Unlike other network utilities, nethogs displays the process identification (PID) and the user on whose behalf it was launched when sending or receiving network packages.
One of the following commands can be used to install the utility:
|Debian-based||sudo apt install nethogs|
|“Red Hat”-based||sudo yum install nethogs|
|Arch-based||sudo pacman -S nethogs|
It is launched with the command by the name of the package.
This software provides complete statistics for all network interfaces, as well as a pseudographical representation of the data.
Most distributions include a software shop where it can be downloaded:
|Debian-based||sudo apt install bmon|
|“Red Hat”-based||sudo yum install bmon|
|Arch-based||sudo pacman -S bmon|
The program starts by the name of the package.
To display help, press ?. To close the program, press q.
This programme offers capabilities that will come in handy in unique situations. This is a daemon that keeps track of network activity in a log. After that, you can perform a load analysis for the time period you’ve defined.
To begin, download the utility from the official repository:
|Debian-based||sudo apt install vnstat|
|“Red Hat”-based||sudo yum install vnstat|
|Arch-based||sudo pacman -S vnstat|
Then you need to start the daemon:
sudo systemctl start vnstat
Now you can check its work status:
systemctl status vnstat
The program will collect data for some time. Viewing statistics is available by the vnstat command.

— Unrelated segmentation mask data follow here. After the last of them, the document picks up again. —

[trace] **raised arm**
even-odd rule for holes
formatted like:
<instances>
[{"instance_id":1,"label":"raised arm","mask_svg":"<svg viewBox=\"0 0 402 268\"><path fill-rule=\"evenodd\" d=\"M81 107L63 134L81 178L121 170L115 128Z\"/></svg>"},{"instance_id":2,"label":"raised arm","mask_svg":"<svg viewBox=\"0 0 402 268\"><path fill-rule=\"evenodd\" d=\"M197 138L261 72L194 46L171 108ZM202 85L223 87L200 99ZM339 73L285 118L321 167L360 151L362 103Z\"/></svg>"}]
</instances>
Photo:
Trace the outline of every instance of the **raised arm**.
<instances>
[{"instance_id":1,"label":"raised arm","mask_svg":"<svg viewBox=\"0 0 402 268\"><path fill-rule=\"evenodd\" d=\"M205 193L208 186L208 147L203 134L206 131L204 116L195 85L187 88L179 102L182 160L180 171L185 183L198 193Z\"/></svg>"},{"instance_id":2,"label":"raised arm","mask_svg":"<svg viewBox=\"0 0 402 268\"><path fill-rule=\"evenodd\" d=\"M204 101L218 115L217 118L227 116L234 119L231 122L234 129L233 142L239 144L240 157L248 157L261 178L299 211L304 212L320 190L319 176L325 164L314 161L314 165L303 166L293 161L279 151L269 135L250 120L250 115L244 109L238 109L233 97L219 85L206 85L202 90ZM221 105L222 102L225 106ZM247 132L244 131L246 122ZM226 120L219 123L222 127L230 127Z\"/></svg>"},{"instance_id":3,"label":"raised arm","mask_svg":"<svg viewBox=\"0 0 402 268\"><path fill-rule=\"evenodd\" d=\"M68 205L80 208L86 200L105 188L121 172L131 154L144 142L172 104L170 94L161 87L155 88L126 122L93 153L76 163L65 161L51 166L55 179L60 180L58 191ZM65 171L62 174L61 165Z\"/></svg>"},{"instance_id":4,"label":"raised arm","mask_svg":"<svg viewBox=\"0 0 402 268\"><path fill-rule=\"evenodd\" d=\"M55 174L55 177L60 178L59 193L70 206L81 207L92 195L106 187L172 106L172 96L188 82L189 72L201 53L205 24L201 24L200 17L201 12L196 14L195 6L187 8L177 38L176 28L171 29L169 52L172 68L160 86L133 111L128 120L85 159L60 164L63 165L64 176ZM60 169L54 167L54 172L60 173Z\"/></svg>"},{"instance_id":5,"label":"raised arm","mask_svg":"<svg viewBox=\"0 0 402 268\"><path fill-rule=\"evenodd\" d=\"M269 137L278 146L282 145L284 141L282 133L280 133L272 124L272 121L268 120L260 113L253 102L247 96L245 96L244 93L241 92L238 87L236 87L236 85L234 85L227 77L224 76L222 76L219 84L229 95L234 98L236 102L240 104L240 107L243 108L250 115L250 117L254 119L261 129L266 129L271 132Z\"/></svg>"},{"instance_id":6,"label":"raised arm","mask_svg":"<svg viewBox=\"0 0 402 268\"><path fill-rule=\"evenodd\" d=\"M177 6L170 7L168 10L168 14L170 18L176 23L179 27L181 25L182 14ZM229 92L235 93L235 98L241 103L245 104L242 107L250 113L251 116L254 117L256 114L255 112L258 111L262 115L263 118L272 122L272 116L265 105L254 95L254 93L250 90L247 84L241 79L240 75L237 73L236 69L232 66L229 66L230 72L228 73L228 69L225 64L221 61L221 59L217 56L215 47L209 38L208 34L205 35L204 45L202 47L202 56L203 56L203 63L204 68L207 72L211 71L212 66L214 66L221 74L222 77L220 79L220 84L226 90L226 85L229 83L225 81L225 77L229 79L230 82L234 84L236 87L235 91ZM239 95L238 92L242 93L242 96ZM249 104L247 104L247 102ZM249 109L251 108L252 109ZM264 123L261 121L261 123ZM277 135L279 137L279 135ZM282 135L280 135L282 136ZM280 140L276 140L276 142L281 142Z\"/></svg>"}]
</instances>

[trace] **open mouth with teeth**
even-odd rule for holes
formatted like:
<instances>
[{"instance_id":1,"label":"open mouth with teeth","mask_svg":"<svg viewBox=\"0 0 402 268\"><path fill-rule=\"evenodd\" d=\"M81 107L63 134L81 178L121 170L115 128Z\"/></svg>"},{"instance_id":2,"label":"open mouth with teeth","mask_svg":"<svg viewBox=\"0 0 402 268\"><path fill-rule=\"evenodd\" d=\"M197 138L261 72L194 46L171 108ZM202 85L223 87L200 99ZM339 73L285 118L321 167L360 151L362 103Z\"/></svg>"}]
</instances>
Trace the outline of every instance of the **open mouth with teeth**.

Also, statistics can be monitored in streaming mode using the -l flag.
Another small application that shows network traffic in streaming mode. It works with all network interfaces that are accessible.
Use one of the following commands to install it:
|Debian-based||sudo apt install bwm-ng|
|“Red Hat”-based||sudo yum install bwm-ng|
|Arch-based||sudo pacman -S bwm-ng|
The application is quite useful (more on this you can find in man bwm-ng). One of the most useful features is the option to export data to a variety of file formats, such as csv and html, for further analysis.